Entah kenapa, aku merasa kesal dengan cerita Gavriel tadi. Meski dia memang tak bermaksud untuk memamerkan keseruannya bermain, karena dia masih anak-anak yang suka menceritakan aktivitas yamg membuat dia senang pada semua orang, tapi aku merasa sedih. Karena penyebab aku tak ikut liburan adalah dia. Andai dia tau, dan mengerti itu. Sayangnya dia masih anak-anak yang begitu polos.
"Kamu bersenang-senang disana, Dek. Sedangkan aku, disini hanya bisa bermain dengan Kakek dan Nenek. Dan semua ini karena ulahmu, Gavriel." Batinku dalam hati.
"Kok Mas Jo diem aja sih!"
"Oh, nggak. Mas Jo cuma lagi ngebayangin aja, pasti seru ya, Dek. Liburannya! Sayangnya mas Jo gak diajak sama Papa dan Mama, jadi gak bisa main bareng sama Gavriel." Sengaja ku perjelas kata-kataku yang mengatakan tidak diajak. Biar saja Papa merasa tersindir. Meski aku sendiri sangat kesal dengan cerita Gavriel.
"Sudah ya! Gavriel main sama Vio lagi sana, Papa mau bicara dulu sama Mas Jo ya!"
Papa menyuruh Gavriel untuk bermain dengan Vio, karena ingin melanjutkan pembicaraan denganku. Apa mungkin Papa merasa tersindir ya! Dengan kata-kata tadi. Jika memang iya, baguslah. Dengan begitu, Papa tau kalau aku tak suka dengan perlakuannya padaku, mementingkan hukuman dari pada kebahagiaan anaknya sendiri.

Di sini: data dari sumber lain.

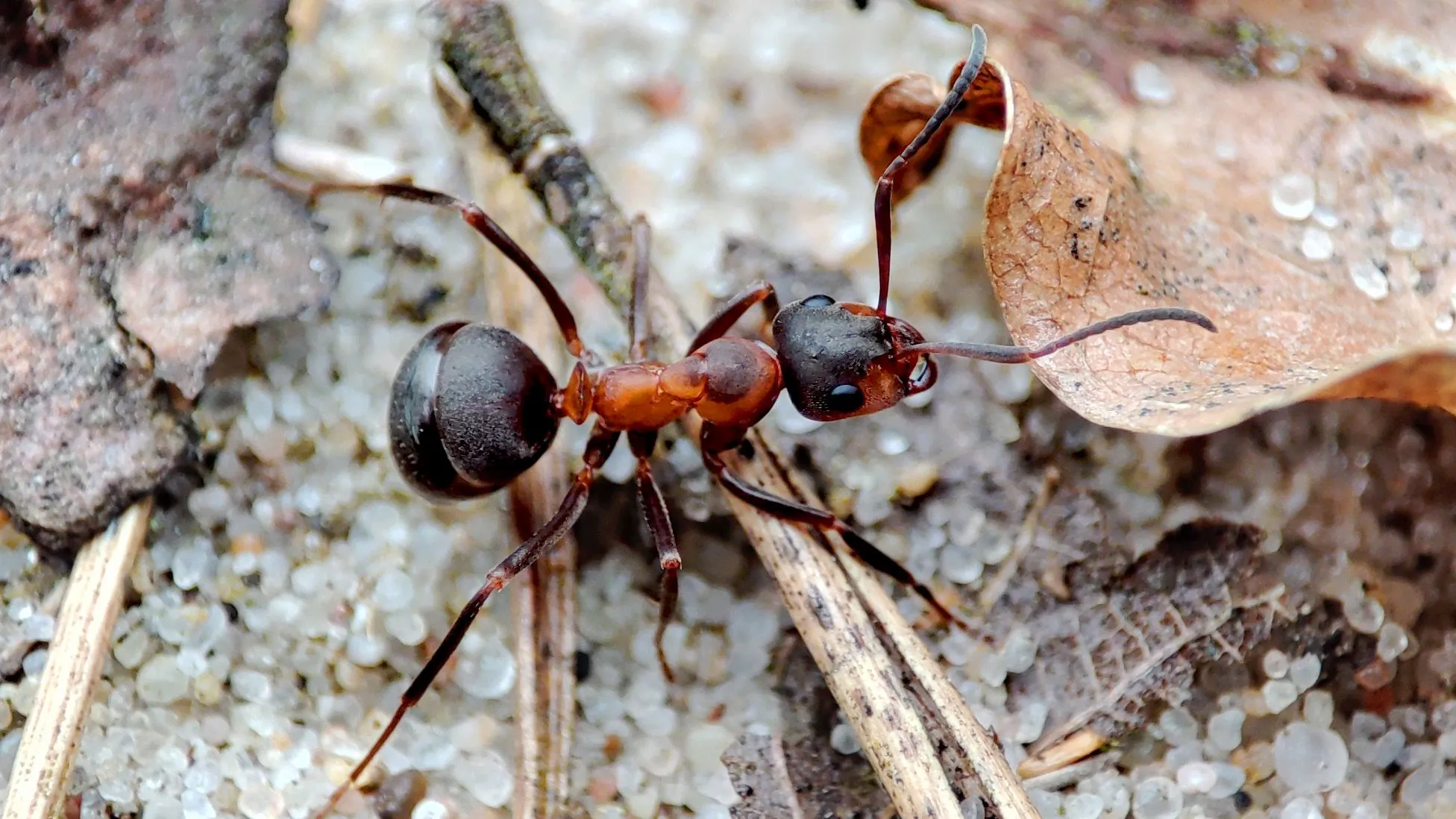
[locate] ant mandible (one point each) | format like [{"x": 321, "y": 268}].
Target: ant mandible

"Jo, dengar Papa ya! Papa melakukan semua ini, juga demi kebaikan kamu. Agar kamu bisa terdidik menjadi anak yang lebih mengerti pentingnya tanggung jawab, kalau tidak dari sekarang kamu belajar. Maka sampai kamu remaja atau dewasa pun, tak akan pernah tau betapa pentingnya, menjaga amanah yang orang lain berikan sama kamu. Papa janji, pulang nanti, Papa akan belikan oleh-oleh apapun yang kamu mau. Sekarang ini, kamu hanya perlu baik-baik saja sama Kakek Nenek ya! Belajarlah menjadi anak yang tangguh dan mandiri selama Papa dan Mama gak ada."

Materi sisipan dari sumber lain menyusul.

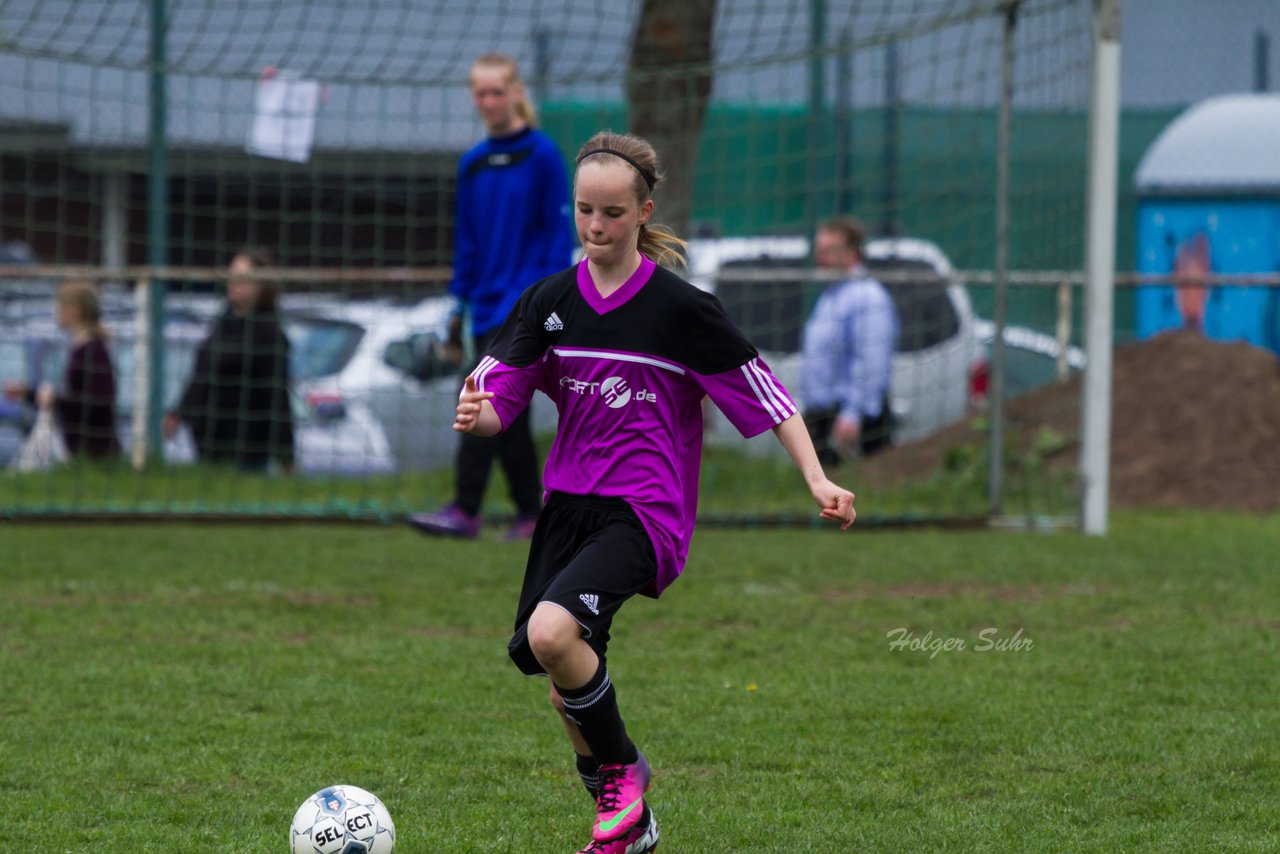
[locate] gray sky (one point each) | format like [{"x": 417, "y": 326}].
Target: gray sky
[{"x": 394, "y": 69}]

Panjang lebar Papa menjelaskan ini dan itu, meski aku sedikit paham dengan apa yang Papa bicarakan sejak tadi. Nyatanya, tetap saja aku merasa seperti bukan anak Papa dan Mama. Karena mereka sering kali mengajari ini itu padaku, tapi tidak pada Gavriel.
"Iya, Pa." Ku iyakan saja ucapan Papa. Aku tak mau membantah, agar tak selalu dicap sebagai anak nakal. Ku kembalikan ponsel pada Kakek tanpa berpamintan terlebih dahulu pada Papa.
"Sudah?" Tanya Kakek padaku, dan aku hanya membalas dengan mengaggukan kepala tanpa mau berkata apa-apa lagi.
Kakek berlalu dari sampingku, sambil membawa kopi yang ia minum tadi dan tetap melakukan panggilan video call dengan Papa. Aku pun sibuk bermain PS di ruang keluarga, karena semenjak ada Kakek, aku selalu bermain dengan Kakek, untuk mengusir ingatanku pada Papa, Mama dan juga Gavriel.